I feel guilty and sorry for the noise. But because game developers make smaller steps while making games, i also feel the need to bring up such topics right now, assuming i would be indeed ahead with GI. (Not sure yet - my need for seamless global parametrization is a big downside - making automated tool is hard, only after that i can test my stuff on real game geometry.)
So i hope the above example makes sense to you. Getting heard is all i want.
But now to another point, and i think this one is more important, not only for me:
We finally need a way GPUs can generate their own work! Please bring this to game APIs. I'm fine with vendor extensions.
Stacking up large brute force workloads as it is common in games does not work for everything.
My command buffers are full of indirect dispatches and barriers that do zero work at runtime and cost sums up.
Async compute can compensate, but the sync between multiple queues is too expensive to make it a win for small planning workloads. (On GCN, never tried on any NV)
Launching compute shaders from compute shaders is what we need.
So whatever you have, please expose it. VK device generated command buffers are nice, but no barriers so it's useless for me.
Seeing one additional shader stage introduced every year but no progress here really is frustrating. (Or did i miss something? I did no GPU work during last year.)
Why do you keep repeating this?
DX8,9,10 are different pipelines.
DX RT has DX12 binding model and it's the first time GPGPU controls work creation, data expansion, work scheduling / distribution / termination, etc for fixed function units.

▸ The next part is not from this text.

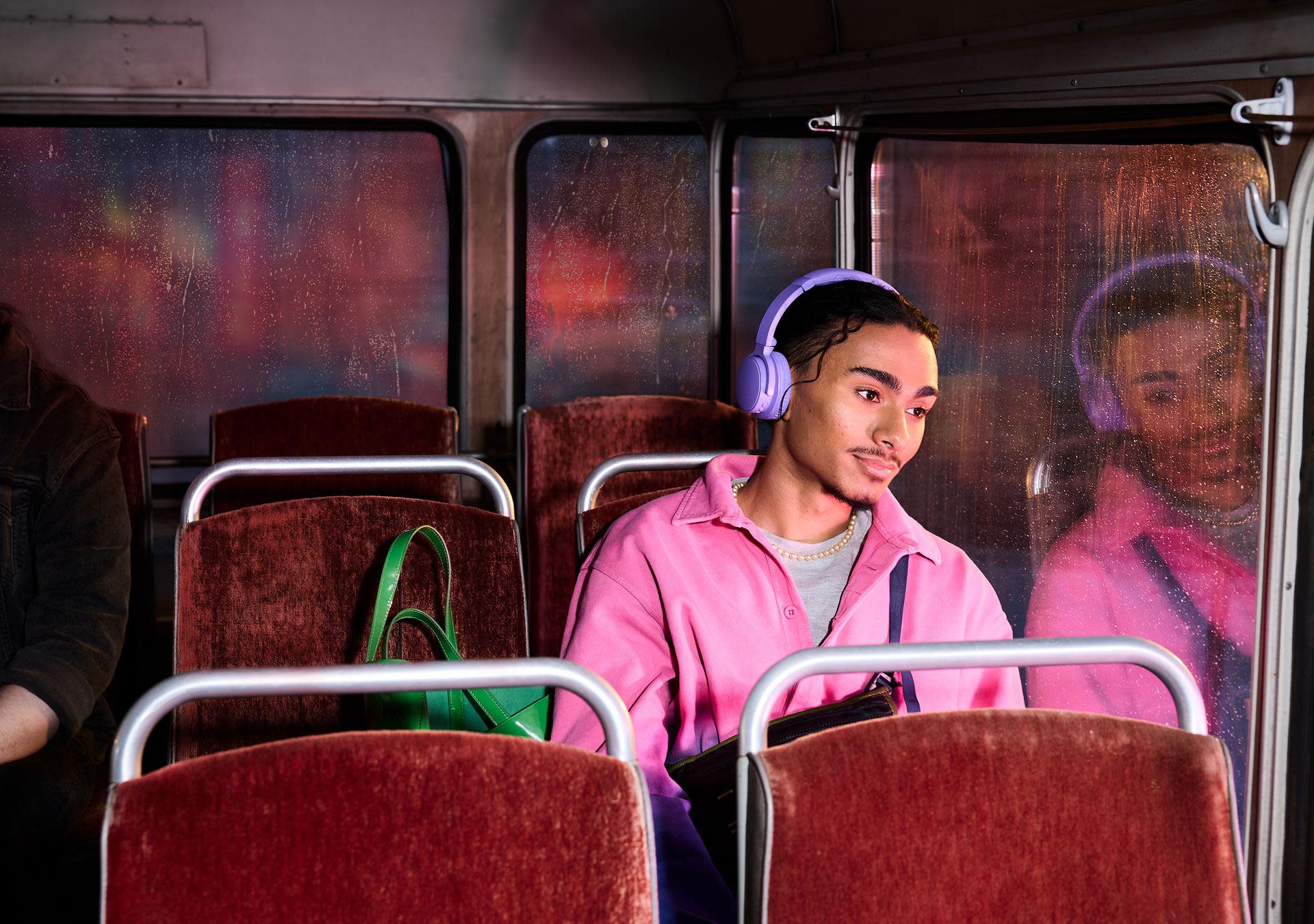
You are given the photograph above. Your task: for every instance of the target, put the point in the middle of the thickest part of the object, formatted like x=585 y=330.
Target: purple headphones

I repeat myself because i never know if people understand what i mean. I'm new here and don't know anyone or what they do, and i'm no hardware expert or enthusiast either.
What i want is this functionality exposed to compute shaders in Vulkan - i would change to DX12 as well to get it. But CUDA is no option, and OpenCL 2.0 neither.
RTX shows there is really fine grained work sheduling under the hood, but i need this to be available in compute.